Este desenho metodológico permitirá as seguintes análises:
Força dos argumentos: Comparação longitudinal dos enquadramentos entre dois conjuntos de movimentos ao longo de 20 anos, iluminando o lugar que as questões tributárias no que se refere aos impostos progressivos, taxa de juros e taxação de grandes fortunas ocupam na agenda desses movimentos. As mudanças e permanência poderão iluminar as questões da centralidade dos mecanismos da reprodução das desigualdades no Brasil.
Combate organizado?: Análise das formas de organização dos movimentos, iluminando o grau de mobilização e organização dos movimentos em janelas de oportunidade e ameaça.

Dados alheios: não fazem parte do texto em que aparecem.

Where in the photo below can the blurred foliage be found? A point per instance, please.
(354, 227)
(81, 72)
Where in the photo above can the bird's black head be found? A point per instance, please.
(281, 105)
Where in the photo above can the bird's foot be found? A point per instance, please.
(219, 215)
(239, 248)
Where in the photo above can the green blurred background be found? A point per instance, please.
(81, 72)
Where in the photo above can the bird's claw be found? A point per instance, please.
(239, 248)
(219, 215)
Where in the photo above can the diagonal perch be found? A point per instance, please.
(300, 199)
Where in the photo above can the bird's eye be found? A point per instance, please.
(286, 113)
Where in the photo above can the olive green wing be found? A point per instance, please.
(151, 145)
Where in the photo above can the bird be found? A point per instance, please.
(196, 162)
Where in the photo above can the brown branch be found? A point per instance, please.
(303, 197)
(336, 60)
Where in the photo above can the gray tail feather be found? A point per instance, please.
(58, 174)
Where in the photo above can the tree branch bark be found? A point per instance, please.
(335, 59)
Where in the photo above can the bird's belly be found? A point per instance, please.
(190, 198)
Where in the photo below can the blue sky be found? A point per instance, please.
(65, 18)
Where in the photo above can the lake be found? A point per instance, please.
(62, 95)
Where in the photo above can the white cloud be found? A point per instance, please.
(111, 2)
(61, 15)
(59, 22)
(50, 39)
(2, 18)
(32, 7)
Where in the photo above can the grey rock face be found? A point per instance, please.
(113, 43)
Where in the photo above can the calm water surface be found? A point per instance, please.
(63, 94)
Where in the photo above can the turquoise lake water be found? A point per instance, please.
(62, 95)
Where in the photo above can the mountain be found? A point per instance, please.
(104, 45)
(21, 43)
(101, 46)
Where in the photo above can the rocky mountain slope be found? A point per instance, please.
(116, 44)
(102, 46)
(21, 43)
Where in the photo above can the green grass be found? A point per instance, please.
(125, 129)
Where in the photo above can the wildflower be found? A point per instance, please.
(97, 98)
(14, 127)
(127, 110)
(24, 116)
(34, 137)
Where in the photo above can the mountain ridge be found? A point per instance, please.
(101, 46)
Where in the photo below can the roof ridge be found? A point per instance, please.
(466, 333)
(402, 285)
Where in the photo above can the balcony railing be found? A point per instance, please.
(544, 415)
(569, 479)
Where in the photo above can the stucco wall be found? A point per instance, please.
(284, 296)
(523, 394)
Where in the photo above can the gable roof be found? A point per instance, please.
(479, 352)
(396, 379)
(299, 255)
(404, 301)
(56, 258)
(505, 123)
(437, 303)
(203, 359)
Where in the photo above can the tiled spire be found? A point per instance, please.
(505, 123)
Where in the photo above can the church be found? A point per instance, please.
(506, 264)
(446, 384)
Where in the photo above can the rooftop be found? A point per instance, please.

Contexto: análise da mídia e levantamento de surveys de opinião pública
Em cada uma dos três momentos selecionados, a pesquisa recorrerá aos surveys de opinião pública em que as questões da taxa de juros, taxação de grandes fortunas e impostos progressivos foram avaliados pela população. Aqui, serão aproveitadas as escolhas metodológicas de Arretche e Araujo (2017) que usaram diferentes fontes de dados para entender o conservadorismo econômico, mais especificamente as opiniões dos cidadãos e cidadãs brasileiros sobre a intervenção social do Estado para reduzir desigualdades econômicas. A cobertura da imprensa será realizada junto a dois jornais de circulação nacional, restringindo-se às matérias das capas (Fernandes, Pereira e Silva, 2022; Carvalho et al., 2022).